Timothy J. Ewald, MD, and colleagues evaluated 124 patients with isolated closed fractures who were randomized to undergo either aspiration or a sham procedure. Pain was scored using the Numeric Rating Scale (NRS) when patients arrived at the emergency department and at 8-hour intervals for 72 hours. Investigators also recorded opioid pain medication use for 72 hours post-injury.
Results showed the study groups were not statistically different with regard to demographics and injury pattern. The NRS pain score at the emergency department arrival for the aspiration group was 6.5 and 5.9 in the control group.
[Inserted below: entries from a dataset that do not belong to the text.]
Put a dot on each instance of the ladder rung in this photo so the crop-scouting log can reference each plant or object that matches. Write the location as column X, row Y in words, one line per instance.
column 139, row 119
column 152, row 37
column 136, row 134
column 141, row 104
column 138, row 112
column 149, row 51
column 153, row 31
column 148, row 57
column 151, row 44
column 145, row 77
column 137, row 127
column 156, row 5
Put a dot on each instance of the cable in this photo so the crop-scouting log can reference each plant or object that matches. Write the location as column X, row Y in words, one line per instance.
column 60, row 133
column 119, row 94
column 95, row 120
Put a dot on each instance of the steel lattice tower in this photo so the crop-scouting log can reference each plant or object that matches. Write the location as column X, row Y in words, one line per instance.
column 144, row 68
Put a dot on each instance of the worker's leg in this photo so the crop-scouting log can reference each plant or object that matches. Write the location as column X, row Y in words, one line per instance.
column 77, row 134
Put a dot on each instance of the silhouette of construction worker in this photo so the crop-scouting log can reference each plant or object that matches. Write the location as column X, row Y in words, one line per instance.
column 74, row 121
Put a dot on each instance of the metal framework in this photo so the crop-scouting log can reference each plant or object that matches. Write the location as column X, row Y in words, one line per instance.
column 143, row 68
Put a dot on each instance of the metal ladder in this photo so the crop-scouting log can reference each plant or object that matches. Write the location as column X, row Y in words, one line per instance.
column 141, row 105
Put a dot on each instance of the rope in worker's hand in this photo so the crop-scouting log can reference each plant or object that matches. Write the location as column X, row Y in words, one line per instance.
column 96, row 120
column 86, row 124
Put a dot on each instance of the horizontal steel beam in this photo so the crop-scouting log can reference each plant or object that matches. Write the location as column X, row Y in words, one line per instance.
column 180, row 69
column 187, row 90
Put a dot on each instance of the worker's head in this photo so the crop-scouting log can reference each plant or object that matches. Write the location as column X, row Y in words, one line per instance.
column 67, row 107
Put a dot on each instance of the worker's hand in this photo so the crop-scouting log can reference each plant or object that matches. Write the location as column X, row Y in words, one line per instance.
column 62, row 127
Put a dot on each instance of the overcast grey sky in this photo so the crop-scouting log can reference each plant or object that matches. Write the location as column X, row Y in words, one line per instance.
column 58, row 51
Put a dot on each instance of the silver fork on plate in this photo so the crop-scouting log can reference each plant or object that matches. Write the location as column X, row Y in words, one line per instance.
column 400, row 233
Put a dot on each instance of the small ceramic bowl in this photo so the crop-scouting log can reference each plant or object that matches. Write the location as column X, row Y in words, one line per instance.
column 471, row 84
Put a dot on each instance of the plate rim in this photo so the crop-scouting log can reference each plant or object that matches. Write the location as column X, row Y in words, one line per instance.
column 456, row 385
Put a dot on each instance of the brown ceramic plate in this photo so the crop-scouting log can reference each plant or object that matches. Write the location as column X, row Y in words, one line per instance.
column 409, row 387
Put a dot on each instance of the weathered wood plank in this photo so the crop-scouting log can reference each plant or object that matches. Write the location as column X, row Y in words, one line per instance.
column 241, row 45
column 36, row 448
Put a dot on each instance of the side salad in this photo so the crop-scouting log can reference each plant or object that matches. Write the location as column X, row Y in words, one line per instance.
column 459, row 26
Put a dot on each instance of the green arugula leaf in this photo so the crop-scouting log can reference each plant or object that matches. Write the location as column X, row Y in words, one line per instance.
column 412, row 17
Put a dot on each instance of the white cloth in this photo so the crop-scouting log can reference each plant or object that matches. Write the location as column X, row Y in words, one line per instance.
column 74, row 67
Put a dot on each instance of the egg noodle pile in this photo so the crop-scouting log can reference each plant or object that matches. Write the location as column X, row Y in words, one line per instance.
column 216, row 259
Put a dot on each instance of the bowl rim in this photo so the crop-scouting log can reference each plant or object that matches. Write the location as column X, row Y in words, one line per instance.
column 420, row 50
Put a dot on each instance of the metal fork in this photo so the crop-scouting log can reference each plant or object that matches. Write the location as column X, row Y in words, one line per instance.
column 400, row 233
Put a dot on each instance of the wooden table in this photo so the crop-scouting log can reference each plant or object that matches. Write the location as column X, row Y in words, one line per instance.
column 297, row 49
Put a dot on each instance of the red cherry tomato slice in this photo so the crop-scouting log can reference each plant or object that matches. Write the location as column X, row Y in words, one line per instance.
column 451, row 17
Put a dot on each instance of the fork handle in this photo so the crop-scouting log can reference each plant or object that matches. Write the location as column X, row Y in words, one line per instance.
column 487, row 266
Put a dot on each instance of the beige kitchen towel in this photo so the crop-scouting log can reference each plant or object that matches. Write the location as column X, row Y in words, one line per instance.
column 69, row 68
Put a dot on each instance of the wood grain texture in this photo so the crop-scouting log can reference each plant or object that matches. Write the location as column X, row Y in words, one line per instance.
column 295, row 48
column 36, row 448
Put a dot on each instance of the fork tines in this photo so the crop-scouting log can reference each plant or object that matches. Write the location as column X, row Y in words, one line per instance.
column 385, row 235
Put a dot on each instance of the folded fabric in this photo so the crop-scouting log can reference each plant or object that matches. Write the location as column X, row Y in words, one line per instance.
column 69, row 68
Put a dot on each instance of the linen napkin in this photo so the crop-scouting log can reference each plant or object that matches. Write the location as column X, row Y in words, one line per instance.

After discharge, the score was 3.7 for the aspiration group and 3.4 for the control group. There was no statistically significant difference between the groups at any point during the 72-hour period with regard to pain levels.
Investigators found the injured limb in the aspiration group was 12.9% larger than the non-injured limb. In the control group, the injured limb was 12.2% larger vs. the non-injured limb. Complication rates and reoperation rates were not statistically significantly different between the groups. The groups were also similar in regard to 6-month Olerud-Molander and Short Musculoskeletal Function Assessment scores, according to researchers. “There were also no statistically significant differences in pain medicine usage within 3 days after injury,” they wrote. ‒ by Monica Jaramillo
Disclosures: Ewald reports no relevant financial disclosures. Please see the full study for a full list of all other authors’ relevant financial disclosures.